Eigentlich hätte er unerkannt bleiben, die Informationen einfach anonym an die Medien geben können. Doch genau das wollte Edward Snowden nicht. Der 29-jährige Techniker steckt hinter den Enthüllungen über die massive Internet-Schnüffelaktion der US-Geheimdienste. Er ist ein ehemaliger CIA-Mitarbeiter, der zuletzt beim Abhördienst NSA im Einsatz war. Am Sonntag enttarnte er sich selbst. Mit dem Geheimnisverrat über das Spähprogramm PRISM wollte er die ausufernde Überwachung öffentlich machen.

Techniker Edward Snowden
Whistleblower Edward Snowden enttarnte sich selbst und hofft nun auf Asyl.
REUTERS, HANDOUT

"Ich will nicht in einer Welt leben, in der alles was ich mache und sage aufgenommen wird", sagte Snowden dem 'Guardian' in einem Video-Interview. Nach den von ihm enthüllten Dokumenten sammelt der US-Geheimdienst in großem Stil Daten bei Internet-Diensten wie Google, Facebook, Microsoft, Apple und Yahoo. "Die NSA hat eine Infrastruktur aufgebaut, die ihr erlaubt, fast alles abzufangen", erklärte er. Damit werde der Großteil der menschlichen Kommunikation automatisch aufgesaugt. "Wenn ich in ihre E-Mails oder in das Telefon ihrer Frau hineinsehen wollte, müsste ich nur die abgefangenen Daten aufrufen. Ich kann ihre E-Mails, Passwörter, Gesprächsdaten, Kreditkarten-Informationen bekommen."
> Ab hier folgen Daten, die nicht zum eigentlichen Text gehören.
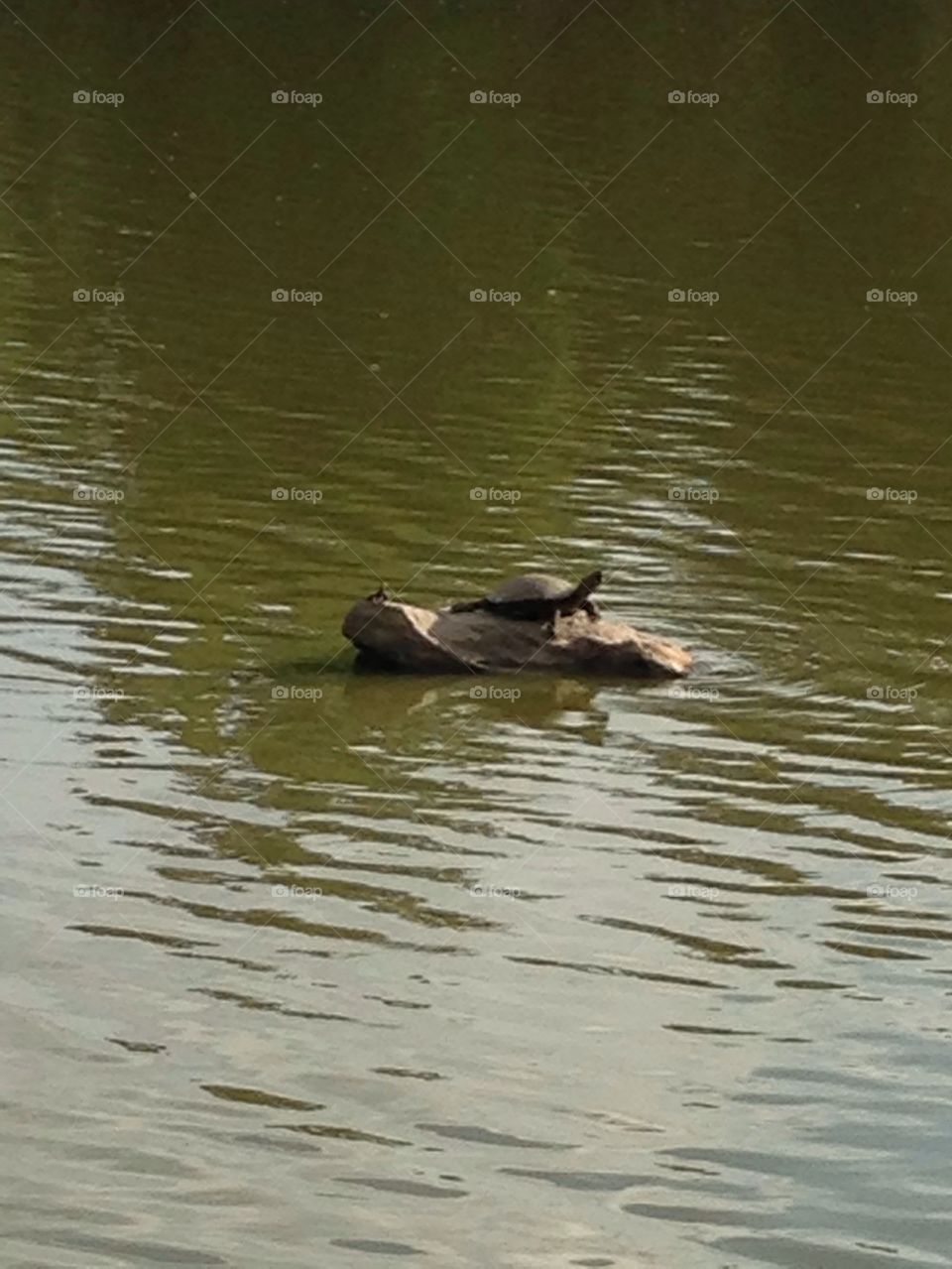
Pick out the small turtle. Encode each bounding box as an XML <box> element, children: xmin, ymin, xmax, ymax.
<box><xmin>450</xmin><ymin>570</ymin><xmax>602</xmax><ymax>626</ymax></box>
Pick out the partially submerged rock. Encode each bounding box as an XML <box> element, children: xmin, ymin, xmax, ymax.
<box><xmin>342</xmin><ymin>596</ymin><xmax>693</xmax><ymax>678</ymax></box>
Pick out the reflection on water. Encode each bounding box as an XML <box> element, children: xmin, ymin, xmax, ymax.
<box><xmin>0</xmin><ymin>0</ymin><xmax>952</xmax><ymax>1269</ymax></box>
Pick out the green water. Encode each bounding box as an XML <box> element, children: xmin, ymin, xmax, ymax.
<box><xmin>0</xmin><ymin>7</ymin><xmax>952</xmax><ymax>1269</ymax></box>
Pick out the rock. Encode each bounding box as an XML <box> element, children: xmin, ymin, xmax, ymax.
<box><xmin>342</xmin><ymin>597</ymin><xmax>693</xmax><ymax>679</ymax></box>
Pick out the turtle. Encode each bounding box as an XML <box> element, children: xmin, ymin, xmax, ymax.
<box><xmin>450</xmin><ymin>570</ymin><xmax>602</xmax><ymax>626</ymax></box>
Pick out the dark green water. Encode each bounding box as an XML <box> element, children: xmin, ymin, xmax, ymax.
<box><xmin>0</xmin><ymin>0</ymin><xmax>952</xmax><ymax>1269</ymax></box>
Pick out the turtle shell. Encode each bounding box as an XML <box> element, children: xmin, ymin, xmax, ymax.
<box><xmin>486</xmin><ymin>572</ymin><xmax>575</xmax><ymax>604</ymax></box>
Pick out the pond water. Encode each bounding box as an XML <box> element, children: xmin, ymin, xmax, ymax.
<box><xmin>0</xmin><ymin>7</ymin><xmax>952</xmax><ymax>1269</ymax></box>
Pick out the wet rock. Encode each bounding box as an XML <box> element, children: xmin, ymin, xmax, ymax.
<box><xmin>342</xmin><ymin>597</ymin><xmax>693</xmax><ymax>679</ymax></box>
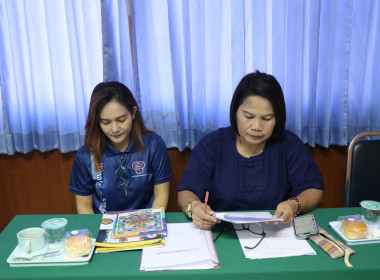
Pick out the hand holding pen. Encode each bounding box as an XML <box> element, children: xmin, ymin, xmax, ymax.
<box><xmin>201</xmin><ymin>191</ymin><xmax>210</xmax><ymax>228</ymax></box>
<box><xmin>192</xmin><ymin>192</ymin><xmax>220</xmax><ymax>229</ymax></box>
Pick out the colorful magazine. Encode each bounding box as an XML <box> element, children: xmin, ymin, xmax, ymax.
<box><xmin>95</xmin><ymin>212</ymin><xmax>165</xmax><ymax>253</ymax></box>
<box><xmin>113</xmin><ymin>208</ymin><xmax>168</xmax><ymax>238</ymax></box>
Die US-Regierung hatte erst wenige Stunden vor der Veröffentlichung des Video-Interviews eine ausufernde Daten-Sammlung durch das Programm abgestritten. Unterdessen will Bundeskanzlerin Angela Merkel (CDU) Antworten zu dem Spionageskandal. Bei ihrem Treffen mit US-Präsident Barack Obama will sie das Thema zur Sprache bringen. Auch die EU-Kommission zeigte sich besorgt und verlangte von Washington Aufklärung.

Hoffen auf Asyl & Begnadigungsgesuche

Trotzdem hat die Enthüllungs-Aktion Folgen für den jungen Amerikaner. In seinem Heimatland drohen ihm hohe Haftstrafen. Derzeit versteckt er sich in einem Hotel in Hongkong und suche "Asyl bei jedem Land, das an Redefreiheit glaubt und dagegen eintritt, die Privatsphäre zu opfern". Den Konsequenzen seines Handelns sei er sich jedoch bewusst gewesen, sagte Snowden: "Ich glaube nicht, dass ich mein Zuhause jemals wiedersehen werde."

Indes haben sich mehr als 22.000 US-Bürger mit ihrer Unterschrift unter eine Petition an das Weiße Haus für eine Begnadigung von Snowden eingesetzt. "Edward Snowden ist ein Nationalheld und soll umgehend voll und ganz für Verbrechen, die er im Zusammenhang mit dem Verrat der geheimen Überwachungsprogramme des NSA begangen hat, begnadigt werden", lautet der Text. Das Weiße Haus beantwortet alle Gesuche, die innerhalb von 30 Tage 100.000 Unterschriften erreichen.

Derzeit hofft der 29-jährige, dass Hongkong ihn nicht in die USA ausliefert. Hongkong ist ein halbautonomes Territorium Chinas. Die Stadt habe zwar ein Auslieferungsabkommen mit den Vereinigten Staaten. Doch die Entscheidung liegt vor allem in der Hand Chinas, welches seinerseits nicht gerade für freie Meinungsäußerung und Internet-Freiheit bekannt ist.